1:There are 7 seats in the family new van. if 4 of the 7 family members can drive,how many possible seating arrengements are there for a family trip in the van?
2:How many even five digit numbers can be formed using only the numbers through 1 and 7?
first the driver in the driver seat
4 possible
that leaves three with the other three to choose the other six seats. How many arrangements of those six people?
the first one has 6 choices, the second 5 choices .....
6*5*4 etc or 6!
so 4 * 6!
even ends in 2 , 4 , 6
so the fifth digit must be 2, 4, or 6
the fourth must be 1, 2 , 3 , 4 , 5 ,6 , 7 seven choices
the third - 7 choices
the second -- 7 choices
he first - 7 choices
so
2 * 7^4
3*7^4
1: To find the number of possible seating arrangements, we can use the concept of permutations. In this case, since there are 7 seats in the van and 4 family members can drive, we need to select 4 people from a group of 7.

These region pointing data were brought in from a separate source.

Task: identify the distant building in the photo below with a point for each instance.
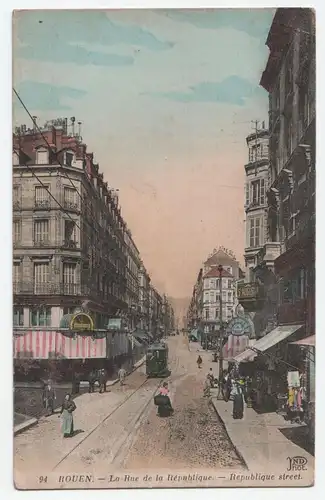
(70, 251)
(257, 171)
(204, 310)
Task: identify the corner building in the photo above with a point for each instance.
(69, 249)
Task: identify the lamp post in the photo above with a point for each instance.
(220, 395)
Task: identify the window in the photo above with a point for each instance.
(69, 310)
(70, 198)
(255, 153)
(17, 231)
(15, 195)
(68, 159)
(16, 273)
(41, 231)
(247, 194)
(258, 192)
(41, 277)
(42, 157)
(69, 278)
(70, 236)
(18, 316)
(289, 135)
(255, 232)
(41, 317)
(42, 197)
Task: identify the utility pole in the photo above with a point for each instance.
(256, 130)
(220, 395)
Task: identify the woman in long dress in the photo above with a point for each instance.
(238, 404)
(68, 407)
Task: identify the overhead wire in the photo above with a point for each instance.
(110, 250)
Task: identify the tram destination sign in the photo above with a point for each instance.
(82, 322)
(248, 291)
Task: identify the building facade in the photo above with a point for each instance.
(257, 171)
(282, 291)
(204, 310)
(144, 298)
(132, 280)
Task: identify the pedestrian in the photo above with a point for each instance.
(121, 375)
(68, 407)
(102, 381)
(228, 385)
(207, 387)
(210, 376)
(92, 380)
(238, 404)
(49, 397)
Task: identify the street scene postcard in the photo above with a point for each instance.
(163, 201)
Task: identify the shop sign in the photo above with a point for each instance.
(114, 324)
(247, 291)
(81, 322)
(240, 326)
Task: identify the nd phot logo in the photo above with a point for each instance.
(297, 463)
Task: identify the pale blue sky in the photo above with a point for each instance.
(166, 99)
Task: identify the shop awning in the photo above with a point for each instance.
(194, 333)
(308, 341)
(273, 338)
(135, 342)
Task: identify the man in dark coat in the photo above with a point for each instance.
(102, 381)
(49, 398)
(92, 380)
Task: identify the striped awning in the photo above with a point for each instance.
(36, 344)
(308, 341)
(236, 344)
(273, 338)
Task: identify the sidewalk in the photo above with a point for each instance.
(42, 446)
(258, 438)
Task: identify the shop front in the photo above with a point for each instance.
(267, 362)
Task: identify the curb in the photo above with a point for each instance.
(33, 421)
(25, 426)
(238, 453)
(135, 367)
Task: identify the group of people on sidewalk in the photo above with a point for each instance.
(68, 405)
(232, 386)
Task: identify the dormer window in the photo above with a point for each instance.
(68, 158)
(15, 158)
(42, 156)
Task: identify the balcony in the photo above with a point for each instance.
(292, 312)
(69, 244)
(41, 242)
(71, 206)
(30, 288)
(250, 296)
(42, 204)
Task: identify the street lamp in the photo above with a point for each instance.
(220, 395)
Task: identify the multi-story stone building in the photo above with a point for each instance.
(204, 310)
(68, 231)
(257, 171)
(155, 311)
(282, 294)
(132, 280)
(144, 298)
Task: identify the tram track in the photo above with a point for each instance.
(108, 416)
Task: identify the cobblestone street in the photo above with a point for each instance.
(192, 437)
(121, 430)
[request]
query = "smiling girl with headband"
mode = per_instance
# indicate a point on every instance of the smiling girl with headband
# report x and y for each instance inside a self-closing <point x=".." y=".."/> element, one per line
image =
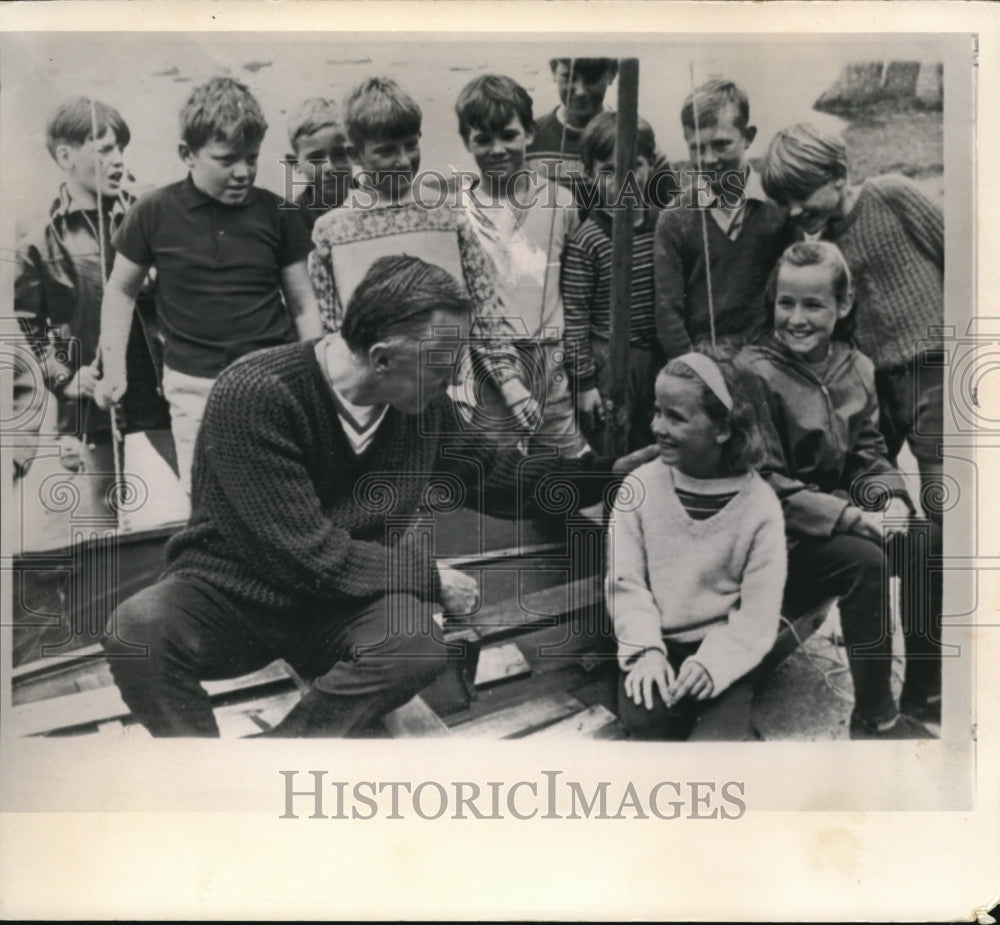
<point x="697" y="562"/>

The number of ways to select 4 people from a group of 7 is given by the combination formula, which is calculated as:
C(n, r) = n! / (r!(n-r)!)
where C(n, r) represents the combination of selecting r items from a set of n items.
In this case, n = 7 (total number of family members) and r = 4 (number of driving family members). Plugging these values into the combination formula, we get:
C(7, 4) = 7! / (4!(7-4)! )
= 7! / (4!3!)
= (7 * 6 * 5 * 4 * 3 * 2 * 1) / ((4 * 3 * 2 * 1) * (3 * 2 * 1))
= 35
Therefore, there are 35 possible seating arrangements for the family trip in the van.
2: To find the number of even five-digit numbers that can be formed using only the numbers 1 to 7, we need to consider some constraints.
Since the number needs to be even, the units digit must be either 2, 4, 6. The remaining four digits can be filled with any number from 1 to 7.
We have three options for the units digit, and for each of these options, we have 7 choices for each of the remaining four digits.
So, the total number of even five-digit numbers that can be formed is calculated as:
Number of options for units digit * Number of options for each remaining digit
= 3 * 7 * 7 * 7 * 7
= 3 * 7^4
= 3 * 2401
= 7203
Therefore, there are 7203 even five-digit numbers that can be formed using only the numbers from 1 to 7.